FloDesigns' smaller turbines will produce a maximum of 100 kilowatts of power each, on towers about 150 feet tall -- a quarter the height of the newest turbines, and with blade enclosures that birds might actually be able to land on safely. Due to the their wind-concentrating design the turbines can be packed much more closely than the big three-bladed kind, meaning less land use per megawatt despite each turbine's smaller capacity. Imagine a line of turbines lining Interstate 5 through the Central Valley, safe enough for wildlife that red-tailed hawks can perch atop them with impunity.

That's the dream. Some critics have dismissed FloDesign's claims over the past few years as a lot of, well, wind. Still, the company's prototypes were persuasive enough to earn FloDesign an $8.3 million grant from the the U.S. Department of Energy's Advanced Research Projects Agency-Energy (ARPA-E) four years ago. According to an extended profile in the September issue of FastCompany, The company has met or exceeded the technical milestones specified in the ARPA-E grant conditions, a distinction not all DoE renewables grant recipients can claim.
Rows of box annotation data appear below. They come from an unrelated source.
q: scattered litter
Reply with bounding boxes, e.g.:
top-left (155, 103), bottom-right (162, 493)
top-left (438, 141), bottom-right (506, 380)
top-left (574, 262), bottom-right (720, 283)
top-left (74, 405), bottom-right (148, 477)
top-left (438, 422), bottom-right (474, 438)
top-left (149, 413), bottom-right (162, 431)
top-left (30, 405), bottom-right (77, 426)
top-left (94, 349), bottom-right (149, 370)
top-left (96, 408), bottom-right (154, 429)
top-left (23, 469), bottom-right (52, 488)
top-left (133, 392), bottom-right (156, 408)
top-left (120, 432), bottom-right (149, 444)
This video below explains some of the differences between FloDesign's technology and existing wind turbines. Some of the aerodynamic engineering terminology made ReWire's metaphoirical eyes glaze over a bit, but the basics are relatively straightforward.

New Wind Turbine FloDesign

FloDesign claims that its creative harnessing of wind energy allows much higher efficiency in generating power. "In our machine, a 2-mile-per-hour wind will be like a 4-mile-per-hour wind," FloDesign's cofounder Walter Presz told FastCompany. "A 10-mile-per-hour wind will look like a 20-mile-per-hour wind."

The company is getting ready to install 10 of its 100 kilowatt turbines in the Tehachapi area by the end of this year, and if those first turbines perform as expected, hundreds more will follow across the country next year.